HUMAN INTEREST
PERJUANGAN Mak Nurhayati, Bertaruh Rezeki di Lampu Merah Sejak 1991, Tulang Punggung untuk 7 Anaknya
Mak Nurhayati harus berjuang dengan pengamen dan penjual asongan lain yang menurutnya semakin bertambah sejak Covid-19.
TRIBUNBATAM.id, BATAM - Panas terik begitu menyengat di perempatan lampu merah Jalan Bunga Raya, Kecamatan Lubuk Baja, Kota Batam, Provinsi Kepri. Satu per satu lampu merah berubah hijau secara bergiliran.
Kendaraan-kendaraan siap melaju, dan para pengamen, penyapu mobil, penjual tisu, dan badut jalanan sontak menyingkir dari antrean kendaraan di lampu merah tersebut.
Beberapa di antara pengamen dan penjaja tisu itu pun beranjak dari lampu merah untuk beristirahat di emperan bangunan Nusa Jaya Mobilindo yang tutup.
Soerang penjual tisu, Mak Nurhayati tak memperdulikan panas terik matahari saat Ramadhan itu. Dalam benaknya, ia harus berjuang mencari Rupiah.
Semenjak wabah Covid-19 menghantam perekonomian, jumlah pengemis pengamen dan asongan di lampu merah itu semakin bertambah.
Ia merasakan perbedaan itu. Boleh dibilang, dirinya orang yang paling berpengalaman mencari rejeki di lampu merah tersebut.
Mak Nurhayati sudah menggantungkan hidupnya dari berjualan koran di lampu merah sejak 1991.
Usaha berjualan di lampu merah ini terkadang tak memperoleh hasil.
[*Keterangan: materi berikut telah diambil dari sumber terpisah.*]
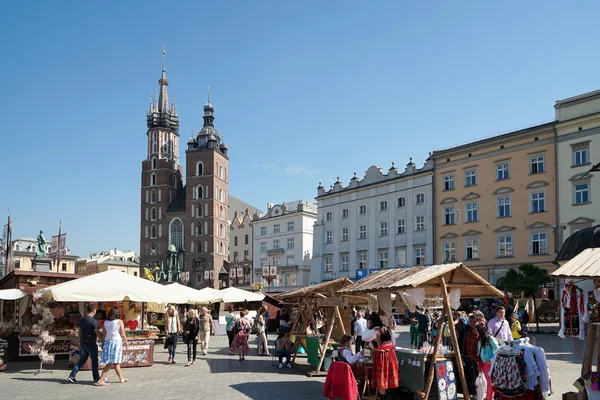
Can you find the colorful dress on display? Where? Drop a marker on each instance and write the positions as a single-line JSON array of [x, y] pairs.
[[573, 312], [385, 373]]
Pernah ia pulang dengan tangan kosong, meskipun telah menjajakan tisu di lampu merah hingga 5 jam lamanya sejak pukul satu siang.
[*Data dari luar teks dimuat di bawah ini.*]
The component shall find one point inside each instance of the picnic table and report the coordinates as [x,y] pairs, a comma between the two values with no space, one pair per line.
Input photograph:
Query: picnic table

"Nggak tentu penghasilannya, kadang paling banyak bisa dapat Rp 50 ribu," ujar Mak Nurhayati.
Wanita paruh baya yang tinggal di Tanjung Uma ini, mengaku harus menghidupi seorang suami dan 7 anaknya. Sang suami saat ini tengah menderita penyakit yang membuatnya tidak mampu berjalan.
"Suami cacat, tidak bisa kerja," tambah Mak Nurhayati.
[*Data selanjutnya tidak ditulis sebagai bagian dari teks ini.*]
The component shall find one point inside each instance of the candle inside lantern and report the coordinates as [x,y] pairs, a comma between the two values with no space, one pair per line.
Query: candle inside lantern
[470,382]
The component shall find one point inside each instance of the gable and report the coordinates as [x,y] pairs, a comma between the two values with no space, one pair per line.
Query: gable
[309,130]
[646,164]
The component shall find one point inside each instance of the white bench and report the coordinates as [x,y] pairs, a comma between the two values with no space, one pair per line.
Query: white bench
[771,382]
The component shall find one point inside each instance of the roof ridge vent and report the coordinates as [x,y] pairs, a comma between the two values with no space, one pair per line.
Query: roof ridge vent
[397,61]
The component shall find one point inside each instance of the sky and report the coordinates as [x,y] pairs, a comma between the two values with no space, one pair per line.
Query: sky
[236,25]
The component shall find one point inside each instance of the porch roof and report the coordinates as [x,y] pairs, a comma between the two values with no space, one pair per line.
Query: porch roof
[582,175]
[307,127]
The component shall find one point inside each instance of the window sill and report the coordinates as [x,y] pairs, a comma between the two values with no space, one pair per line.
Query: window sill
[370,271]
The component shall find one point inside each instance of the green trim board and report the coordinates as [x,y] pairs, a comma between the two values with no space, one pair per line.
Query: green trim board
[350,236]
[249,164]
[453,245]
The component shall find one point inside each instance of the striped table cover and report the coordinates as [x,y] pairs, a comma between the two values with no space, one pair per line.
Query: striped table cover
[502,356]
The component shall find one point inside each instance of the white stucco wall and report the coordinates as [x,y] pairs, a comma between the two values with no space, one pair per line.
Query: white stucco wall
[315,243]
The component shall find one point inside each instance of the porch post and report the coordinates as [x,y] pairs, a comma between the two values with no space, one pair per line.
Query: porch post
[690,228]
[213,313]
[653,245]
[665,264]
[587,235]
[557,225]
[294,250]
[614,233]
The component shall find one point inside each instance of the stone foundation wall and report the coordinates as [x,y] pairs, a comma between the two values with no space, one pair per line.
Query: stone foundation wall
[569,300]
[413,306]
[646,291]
• VIDEO - Pemkot Tegal Perpanjang PSBB Karena Dinilai Efektif Cegah Penyebaran Covid-19
• Yan Vellia Ceritakan Sikap Anak Saat Datang Orang untuk Takziah, Kembali Ingat Pesan Didi Kempot
Terkadang, ia turut mengajak sang anak, yang bernama Nurhayati, untuk mencari rejeki di lampu merah. Ia biasa menjajakan tisu, sedangkan sang anak menyapu kendaraan orang dengan kemoceng.
Nurhayati yang masih duduk di bangku kelas 5 SD tersebut mengaku sudah terbiasa berjaga di lampu merah. Apabila sekolah libur, seperti pada masa Covid-19 ini ia dengan sigap membantu sang ibu menjajakan tisu atau membersihkan kendaraan demi sepeser uang.
Hal yang sama juga dirasakan oleh Annisa. Gadis yang berusia sekitar 12 tahun ini, sudah mengadu nasib di lampu merah sejak sebelum Covid-19 melanda. Ia terbiasa berkeliling jalanan dan mengamen demi sesuap nasi untuk sang ayah.
Saat ini, ayah Annisa mengidap penyakit kejiwaan dan tidak dapat bekerja. Sementara itu, sang ibu meninggalkan ia dan ayahnya dengan menikahi lelaki lain. Dengan demikian, Annisa adalah satu-satunya tulang punggung bagi keluarganya.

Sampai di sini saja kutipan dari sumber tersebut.